With recent advances in the reprogramming of somatic cells into induced Pluripotent Stem Cells (iPSCs), gene editing technologies, and protocols for the directed differentiation of stem cells into heterogeneous tissues, iPSC-derived kidney organoids have emerged as a useful means to study processes of renal development and disease. Considerable advances guided by knowledge of fundamental renal developmental signaling pathways have been made with the use of exogenous morphogens to generate more robust kidney-like tissues in vitro. However, both biochemical and biophysical microenvironmental cues are major influences on tissue development and self-organization. In the context of engineering the biophysical aspects of the microenvironment, the use of hydrogel extracellular scaffolds for organoid studies has been gaining interest. Two families of hydrogels have recently been the subject of significant attention: self-assembling peptide hydrogels (SAPHs), which are fully synthetic and chemically defined, and gelatin methacryloyl (GelMA) hydrogels, which are semi-synthetic. Both can be used as support matrices for growing kidney organoids.

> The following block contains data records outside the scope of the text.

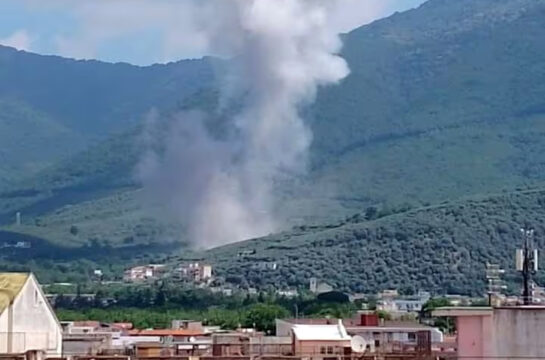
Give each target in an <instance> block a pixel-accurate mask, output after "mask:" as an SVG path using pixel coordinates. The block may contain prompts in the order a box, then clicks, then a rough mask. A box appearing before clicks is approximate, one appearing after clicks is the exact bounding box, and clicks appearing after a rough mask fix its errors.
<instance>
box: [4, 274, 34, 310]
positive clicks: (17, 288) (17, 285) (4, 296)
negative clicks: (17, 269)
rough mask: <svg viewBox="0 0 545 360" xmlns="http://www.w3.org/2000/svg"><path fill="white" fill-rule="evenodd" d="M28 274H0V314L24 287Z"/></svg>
mask: <svg viewBox="0 0 545 360" xmlns="http://www.w3.org/2000/svg"><path fill="white" fill-rule="evenodd" d="M29 276H30V274H29V273H0V314H1V313H2V312H3V311H4V310H5V309H6V308H7V307H8V305H9V304H10V303H11V302H12V301H13V299H15V297H16V296H17V294H19V292H20V291H21V289H22V288H23V286H24V285H25V283H26V281H27V279H28V277H29Z"/></svg>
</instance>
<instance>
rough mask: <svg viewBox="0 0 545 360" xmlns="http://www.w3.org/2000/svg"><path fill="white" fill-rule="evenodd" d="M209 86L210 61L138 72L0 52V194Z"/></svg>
mask: <svg viewBox="0 0 545 360" xmlns="http://www.w3.org/2000/svg"><path fill="white" fill-rule="evenodd" d="M212 84H213V70H212V66H211V64H210V62H209V60H208V59H202V60H187V61H180V62H177V63H171V64H167V65H154V66H148V67H138V66H133V65H129V64H108V63H103V62H99V61H76V60H71V59H64V58H61V57H57V56H40V55H36V54H31V53H26V52H24V51H16V50H15V49H12V48H8V47H4V46H0V130H1V135H0V136H1V138H0V140H2V154H0V156H2V158H7V161H6V162H4V163H3V164H2V165H0V190H1V189H3V188H4V189H5V188H6V186H7V185H9V184H10V182H11V183H13V182H17V181H19V180H21V179H22V178H28V177H31V176H33V175H35V174H36V172H37V171H39V170H41V169H44V168H46V167H47V166H49V165H52V164H55V163H57V162H59V161H62V160H65V159H67V158H70V157H72V156H75V155H76V154H78V153H79V152H80V151H82V150H84V149H85V148H86V147H88V146H91V145H95V146H96V145H97V142H100V141H103V140H105V139H107V138H108V137H111V136H112V135H113V134H119V133H124V132H125V131H127V130H129V129H132V128H134V127H135V126H136V125H137V124H139V123H141V122H142V119H143V118H144V117H145V115H146V113H148V112H149V111H150V109H151V108H153V107H155V108H158V109H169V110H172V109H176V108H177V107H178V103H179V102H180V101H183V99H184V98H186V97H188V96H191V95H192V94H193V93H195V92H197V91H199V89H201V88H203V87H209V86H212ZM23 136H24V138H23ZM52 145H54V146H52ZM5 154H10V155H11V156H7V155H5ZM100 160H101V159H97V161H100ZM38 176H39V177H40V176H41V175H38ZM8 180H10V181H8Z"/></svg>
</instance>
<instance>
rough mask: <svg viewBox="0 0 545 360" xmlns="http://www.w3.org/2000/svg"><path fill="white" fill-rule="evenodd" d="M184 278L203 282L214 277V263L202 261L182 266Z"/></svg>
mask: <svg viewBox="0 0 545 360" xmlns="http://www.w3.org/2000/svg"><path fill="white" fill-rule="evenodd" d="M180 275H181V276H182V278H184V279H187V280H190V281H193V282H203V281H208V280H210V279H212V265H208V264H202V263H190V264H187V265H183V266H181V267H180Z"/></svg>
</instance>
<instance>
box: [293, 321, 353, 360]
mask: <svg viewBox="0 0 545 360" xmlns="http://www.w3.org/2000/svg"><path fill="white" fill-rule="evenodd" d="M291 332H292V340H293V343H292V345H293V354H294V355H295V356H304V357H307V358H310V359H323V358H329V357H336V356H339V355H344V354H349V353H350V347H351V344H350V341H351V339H352V338H351V337H350V335H348V333H347V332H346V329H345V327H344V325H343V323H342V320H338V321H337V323H336V324H331V325H312V324H305V325H302V324H295V325H294V326H293V327H292V329H291Z"/></svg>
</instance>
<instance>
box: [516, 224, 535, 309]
mask: <svg viewBox="0 0 545 360" xmlns="http://www.w3.org/2000/svg"><path fill="white" fill-rule="evenodd" d="M520 232H521V234H522V237H523V248H522V249H517V254H516V266H517V271H520V272H522V280H523V282H524V290H523V294H522V301H523V303H524V305H531V304H532V303H533V296H532V294H530V283H531V281H532V275H533V274H535V273H536V272H537V269H538V255H537V249H535V247H534V230H533V229H525V228H521V229H520Z"/></svg>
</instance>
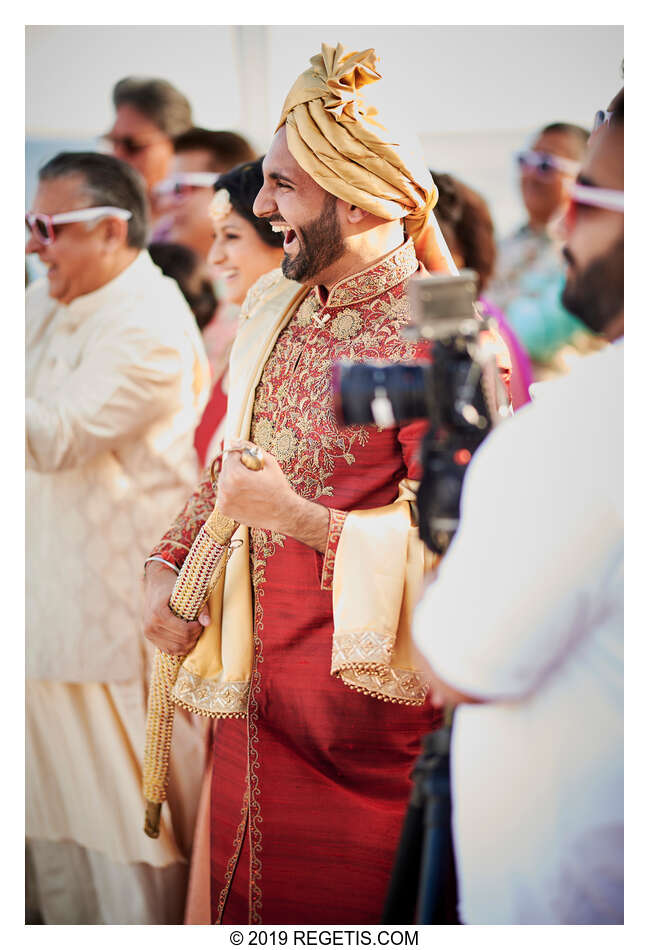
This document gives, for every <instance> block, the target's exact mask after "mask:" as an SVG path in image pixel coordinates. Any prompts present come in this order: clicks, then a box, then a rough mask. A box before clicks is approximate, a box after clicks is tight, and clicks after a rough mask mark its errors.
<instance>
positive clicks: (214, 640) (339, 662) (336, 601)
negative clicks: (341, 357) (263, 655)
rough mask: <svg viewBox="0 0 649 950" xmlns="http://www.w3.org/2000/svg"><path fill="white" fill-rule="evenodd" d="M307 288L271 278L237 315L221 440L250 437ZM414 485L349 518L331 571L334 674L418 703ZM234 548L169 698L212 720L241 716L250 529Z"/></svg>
mask: <svg viewBox="0 0 649 950" xmlns="http://www.w3.org/2000/svg"><path fill="white" fill-rule="evenodd" d="M308 292H309V288H308V287H303V286H301V285H299V284H297V283H295V282H294V281H289V280H286V279H285V278H282V277H281V276H279V274H278V276H277V280H276V282H275V283H273V284H272V285H271V287H270V288H269V289H267V290H266V292H265V293H264V294H263V296H262V297H261V299H258V300H256V301H255V302H254V303H253V304H252V305H248V306H247V305H246V303H244V307H243V309H242V317H241V326H240V328H239V331H238V333H237V336H236V339H235V343H234V346H233V349H232V355H231V358H230V392H229V395H228V410H227V417H226V438H243V439H247V438H249V435H250V426H251V421H252V411H253V405H254V399H255V390H256V388H257V384H258V383H259V380H260V378H261V375H262V372H263V369H264V366H265V365H266V362H267V360H268V358H269V356H270V354H271V352H272V350H273V347H274V345H275V341H276V340H277V337H278V336H279V334H280V333H281V331H282V330H283V329H284V327H285V326H286V325H287V324H288V322H289V321H290V319H291V317H292V316H293V314H294V313H295V311H296V309H297V308H298V307H299V306H300V304H301V303H302V301H303V300H304V299H305V297H306V296H307V294H308ZM415 487H416V483H413V482H410V481H404V482H402V483H401V485H400V486H399V495H398V498H397V500H396V501H395V502H394V503H393V504H391V505H388V506H386V507H385V508H379V509H371V510H369V511H355V512H350V513H349V514H348V515H347V517H346V519H345V523H344V526H343V529H342V534H341V537H340V541H339V545H338V550H337V554H336V561H335V567H334V584H333V614H334V636H333V644H332V668H331V672H332V674H333V675H336V676H339V677H340V678H341V680H342V681H343V682H344V683H345V684H346V685H348V686H350V687H351V688H353V689H357V690H359V691H361V692H363V693H366V694H369V695H372V696H375V697H376V698H377V699H383V700H386V701H389V702H397V703H405V704H408V705H421V704H422V703H423V702H424V701H425V698H426V691H427V687H426V683H425V680H424V678H423V676H422V674H421V673H420V672H419V671H418V670H417V669H416V663H415V660H414V651H413V648H412V642H411V638H410V620H411V616H412V611H413V608H414V603H415V598H416V596H417V592H418V590H419V587H420V583H421V579H422V577H423V574H424V570H425V569H426V568H427V567H428V566H429V564H430V559H431V557H432V556H429V555H427V553H426V551H425V548H424V545H423V544H422V542H421V541H420V540H419V538H418V536H417V531H416V528H414V527H413V524H412V518H411V502H412V501H413V500H414V488H415ZM232 542H233V543H236V542H240V544H237V545H236V548H237V549H236V550H235V551H234V554H233V556H232V557H231V558H230V560H229V561H228V564H227V567H226V569H225V572H224V574H223V575H222V576H221V578H220V580H219V582H218V584H217V585H216V587H215V588H214V590H213V591H212V593H211V595H210V600H209V607H210V616H211V618H212V619H211V623H210V624H209V626H207V627H206V628H205V630H204V632H203V634H202V635H201V637H200V639H199V640H198V643H197V644H196V646H195V647H194V649H193V650H192V652H191V653H190V654H189V655H188V656H187V657H186V658H185V660H184V662H183V664H182V666H181V668H180V671H179V674H178V678H177V680H176V684H175V686H174V690H173V696H174V701H175V702H176V704H177V705H180V706H183V707H184V708H186V709H189V710H191V711H192V712H195V713H198V714H199V715H203V716H211V717H219V718H222V717H232V716H235V717H244V716H245V715H246V711H247V705H248V691H249V688H250V677H251V671H252V663H253V656H254V646H253V592H252V581H251V575H250V565H249V529H248V528H247V527H245V526H243V525H241V526H239V528H238V529H237V531H236V532H235V534H234V536H233V538H232Z"/></svg>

Based on our recently published work, we highlight methods describing the generation of human iPSC (hiPSC)-derived kidney organoids and their maturation within SAPHs and GelMA hydrogels. We also detail protocols required for the characterization of such organoids using immunofluorescence imaging. Together, these protocols should enable the user to grow hiPSC-derived kidney organoids within hydrogels of this kind and evaluate the effects that the biophysical microenvironment provided by the hydrogels has on kidney organoid maturation. © 2024 The Authors. Current Protocols published by Wiley Periodicals LLC. Basic Protocol 1: Directed differentiation of human induced pluripotent stem cells (hiPSCs) into kidney organoids and maturation within mechanically tunable self-assembling peptide hydrogels (SAPHs) Alternate Protocol: Encapsulation of day 9 nephron progenitor aggregates in gelatin methacryloyl (GelMA) hydrogels. Support Protocol 1: Human induced pluripotent stem cell (hiPSC) culture. Support Protocol 2: Organoid fixation with paraformaldehyde (PFA) Basic Protocol 2: Whole-mount immunofluorescence imaging of kidney organoids. Basic Protocol 3: Immunofluorescence of organoid cryosections.